Il y a maintenant et depuis plusieurs années une demande croissante pour les produits dits “du terroir” : des produits authentiques et de qualité.  Cette demande restaure agréablement le lien social entre consommateurs et petits producteurs. Les agriculteurs se (re)lancent alors dans la commercialisation de leurs propres produits, pour le bonheur de nos papilles et le bien de notre santé. Par circuit-court, on entend bien évidement circuit-court, mais également durabilité et proximité ! Nous sommes aujourd’hui à la recherche de produits sains qui évitent tous types d’engrais chimiques, récoltés dans nos régions et non à des milliers de kilomètres.

 

Consommer local et responsable, c’est retrouver ce lien avec la nature que l’on a perdu au gré de la production de masse et de la grande distribution.

Ces circuits durables et de proximité donnent du sens à la production agricole, à la réappropriation du terroir et de l’identité locale.
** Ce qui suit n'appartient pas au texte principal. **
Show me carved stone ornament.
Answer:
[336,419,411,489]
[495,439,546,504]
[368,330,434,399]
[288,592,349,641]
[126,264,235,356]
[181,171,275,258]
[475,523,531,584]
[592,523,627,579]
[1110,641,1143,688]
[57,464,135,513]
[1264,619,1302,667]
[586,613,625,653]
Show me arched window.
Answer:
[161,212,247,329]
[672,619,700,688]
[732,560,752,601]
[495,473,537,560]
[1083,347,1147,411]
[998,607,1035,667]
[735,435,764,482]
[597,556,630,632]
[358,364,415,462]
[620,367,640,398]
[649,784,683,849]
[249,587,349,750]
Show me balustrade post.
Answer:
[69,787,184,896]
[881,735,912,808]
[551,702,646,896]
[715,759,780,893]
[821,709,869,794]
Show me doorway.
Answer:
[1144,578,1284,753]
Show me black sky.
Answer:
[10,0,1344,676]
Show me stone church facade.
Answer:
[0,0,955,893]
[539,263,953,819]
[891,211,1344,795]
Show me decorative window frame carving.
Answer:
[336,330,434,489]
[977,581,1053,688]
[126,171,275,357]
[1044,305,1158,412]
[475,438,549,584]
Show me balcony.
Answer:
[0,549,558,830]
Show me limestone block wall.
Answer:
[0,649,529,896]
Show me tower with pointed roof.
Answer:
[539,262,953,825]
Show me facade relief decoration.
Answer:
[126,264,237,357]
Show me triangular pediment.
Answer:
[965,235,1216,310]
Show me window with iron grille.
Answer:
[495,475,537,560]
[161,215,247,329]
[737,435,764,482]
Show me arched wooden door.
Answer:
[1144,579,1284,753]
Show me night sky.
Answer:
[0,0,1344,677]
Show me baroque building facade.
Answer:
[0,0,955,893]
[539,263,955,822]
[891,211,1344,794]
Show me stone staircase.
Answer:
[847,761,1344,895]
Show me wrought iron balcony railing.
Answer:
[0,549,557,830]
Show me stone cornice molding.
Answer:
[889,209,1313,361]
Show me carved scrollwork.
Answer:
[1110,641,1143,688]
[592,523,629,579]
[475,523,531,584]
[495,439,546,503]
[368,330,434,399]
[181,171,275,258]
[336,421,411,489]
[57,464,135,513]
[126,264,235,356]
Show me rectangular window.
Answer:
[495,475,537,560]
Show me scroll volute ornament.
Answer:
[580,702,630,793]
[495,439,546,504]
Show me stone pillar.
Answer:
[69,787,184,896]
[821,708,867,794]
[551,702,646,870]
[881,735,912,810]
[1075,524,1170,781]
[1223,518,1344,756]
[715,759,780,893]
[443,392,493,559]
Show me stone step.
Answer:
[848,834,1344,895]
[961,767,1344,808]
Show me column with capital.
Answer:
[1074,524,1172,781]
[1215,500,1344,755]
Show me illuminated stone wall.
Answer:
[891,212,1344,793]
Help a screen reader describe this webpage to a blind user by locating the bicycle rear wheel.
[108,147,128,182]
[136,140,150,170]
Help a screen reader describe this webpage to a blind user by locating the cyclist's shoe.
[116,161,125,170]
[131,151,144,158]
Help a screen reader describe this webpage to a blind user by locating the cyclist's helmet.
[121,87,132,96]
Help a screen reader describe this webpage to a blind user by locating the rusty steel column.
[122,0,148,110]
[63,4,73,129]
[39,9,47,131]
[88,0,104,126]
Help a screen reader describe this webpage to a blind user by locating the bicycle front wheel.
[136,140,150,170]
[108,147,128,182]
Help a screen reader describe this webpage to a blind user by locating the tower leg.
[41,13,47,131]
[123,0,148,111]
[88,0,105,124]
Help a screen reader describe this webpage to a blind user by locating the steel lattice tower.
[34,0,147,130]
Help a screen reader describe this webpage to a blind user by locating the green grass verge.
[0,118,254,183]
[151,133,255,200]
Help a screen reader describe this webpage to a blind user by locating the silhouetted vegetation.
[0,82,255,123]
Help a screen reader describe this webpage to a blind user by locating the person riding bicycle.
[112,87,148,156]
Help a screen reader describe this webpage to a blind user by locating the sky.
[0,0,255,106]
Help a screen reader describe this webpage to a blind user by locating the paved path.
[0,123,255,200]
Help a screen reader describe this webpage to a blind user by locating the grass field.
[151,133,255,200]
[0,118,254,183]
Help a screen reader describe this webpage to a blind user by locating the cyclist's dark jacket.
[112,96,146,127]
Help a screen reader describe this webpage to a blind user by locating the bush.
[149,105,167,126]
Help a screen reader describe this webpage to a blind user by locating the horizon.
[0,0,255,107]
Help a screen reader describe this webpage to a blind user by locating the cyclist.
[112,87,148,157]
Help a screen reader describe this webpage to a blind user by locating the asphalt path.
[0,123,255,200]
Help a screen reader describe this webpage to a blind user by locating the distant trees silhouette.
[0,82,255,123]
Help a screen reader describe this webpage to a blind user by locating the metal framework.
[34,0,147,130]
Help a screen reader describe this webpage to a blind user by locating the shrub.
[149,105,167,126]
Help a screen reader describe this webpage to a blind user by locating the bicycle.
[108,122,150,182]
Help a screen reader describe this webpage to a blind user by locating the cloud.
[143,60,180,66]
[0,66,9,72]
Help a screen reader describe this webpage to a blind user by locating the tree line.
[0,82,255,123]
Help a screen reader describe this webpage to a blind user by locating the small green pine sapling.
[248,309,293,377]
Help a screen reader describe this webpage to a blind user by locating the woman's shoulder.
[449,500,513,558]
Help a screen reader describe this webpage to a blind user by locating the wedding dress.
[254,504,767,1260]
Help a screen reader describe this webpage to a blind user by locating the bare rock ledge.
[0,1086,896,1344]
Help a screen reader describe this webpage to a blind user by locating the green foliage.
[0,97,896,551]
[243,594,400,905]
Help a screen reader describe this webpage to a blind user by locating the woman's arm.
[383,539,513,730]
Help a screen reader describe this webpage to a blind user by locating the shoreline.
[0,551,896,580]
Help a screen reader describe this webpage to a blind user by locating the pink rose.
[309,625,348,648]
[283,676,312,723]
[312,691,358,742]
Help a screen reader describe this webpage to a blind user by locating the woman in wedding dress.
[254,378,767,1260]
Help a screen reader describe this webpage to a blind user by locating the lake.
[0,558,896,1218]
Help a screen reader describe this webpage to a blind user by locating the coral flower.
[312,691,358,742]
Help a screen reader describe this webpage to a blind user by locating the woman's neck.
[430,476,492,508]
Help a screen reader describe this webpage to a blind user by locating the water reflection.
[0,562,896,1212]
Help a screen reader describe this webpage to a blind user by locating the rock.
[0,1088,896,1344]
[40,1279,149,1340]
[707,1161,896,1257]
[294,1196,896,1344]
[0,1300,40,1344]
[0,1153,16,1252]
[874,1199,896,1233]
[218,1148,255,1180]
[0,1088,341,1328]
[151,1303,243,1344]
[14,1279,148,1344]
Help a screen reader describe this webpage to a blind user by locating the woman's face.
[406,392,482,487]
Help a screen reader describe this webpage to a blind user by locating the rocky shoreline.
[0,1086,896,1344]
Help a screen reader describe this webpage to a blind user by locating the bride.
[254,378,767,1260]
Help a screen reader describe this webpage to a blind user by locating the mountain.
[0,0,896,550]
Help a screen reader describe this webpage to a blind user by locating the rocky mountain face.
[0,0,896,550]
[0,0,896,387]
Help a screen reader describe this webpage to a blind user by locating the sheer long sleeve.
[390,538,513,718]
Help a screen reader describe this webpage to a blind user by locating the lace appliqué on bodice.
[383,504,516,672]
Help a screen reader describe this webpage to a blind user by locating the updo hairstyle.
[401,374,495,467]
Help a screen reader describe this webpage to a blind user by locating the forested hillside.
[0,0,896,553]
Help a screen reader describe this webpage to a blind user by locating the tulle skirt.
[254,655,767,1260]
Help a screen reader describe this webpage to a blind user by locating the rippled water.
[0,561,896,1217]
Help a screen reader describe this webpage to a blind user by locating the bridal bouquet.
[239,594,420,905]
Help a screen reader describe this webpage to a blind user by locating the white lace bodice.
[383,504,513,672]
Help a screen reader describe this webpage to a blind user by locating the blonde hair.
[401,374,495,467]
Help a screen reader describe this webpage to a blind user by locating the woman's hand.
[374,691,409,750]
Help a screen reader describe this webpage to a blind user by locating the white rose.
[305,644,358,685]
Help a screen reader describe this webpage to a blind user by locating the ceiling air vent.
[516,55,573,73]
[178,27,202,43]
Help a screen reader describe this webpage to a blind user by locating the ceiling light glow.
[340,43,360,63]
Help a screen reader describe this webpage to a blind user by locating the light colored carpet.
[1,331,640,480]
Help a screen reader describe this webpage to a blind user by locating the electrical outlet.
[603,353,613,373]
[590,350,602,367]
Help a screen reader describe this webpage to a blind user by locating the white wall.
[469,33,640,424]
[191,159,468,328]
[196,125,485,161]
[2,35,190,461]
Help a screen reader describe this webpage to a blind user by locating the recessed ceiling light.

Ils répondent aux difficultés rencontrées par les producteurs, aux excès de la mondialisation et de l’agriculture industrielle.

Le secteur agro-alimentaire influe sur notre santé, nos paysages, nos liens sociaux, et sur la production de CO2. Le réinventer est une occasion de favoriser des échanges plus autonomes, plus respectueux, et de réinstaurer confiance et solidarité !

 

Le GAC et ses avantages

Les GAC (ou groupes d’achats en commun) sont des lieux de rencontre et de convivialité, qui permettent aux consommateurs d’avoir accès à une alimentation saine et de qualité, tout en bénéficiant de prix plus bas et sans se déplacer jusqu’à la ferme.

Le producteur bénéficie d’une clientèle assurée et peut planifier ses récoltes. La négociation des prix à l’avance réduit l’incertitude et le prépaiement (partiel) constitue un fond de trésorerie. Le producteur peut donc limiter ses emprunts. La diversification des canaux de commercialisation lui permet de multiplier son nombre de clients, ce qui diminue le risque de défaut de payement et accroit son autonomie. Les risques météorologiques et phytosanitaires sont partagés. Le lien de confiance établi entre les groupes et le producteur permet d’éviter le coût d’un label (« bio »…), et d’échanger souhaits et informations dans un esprit de partage.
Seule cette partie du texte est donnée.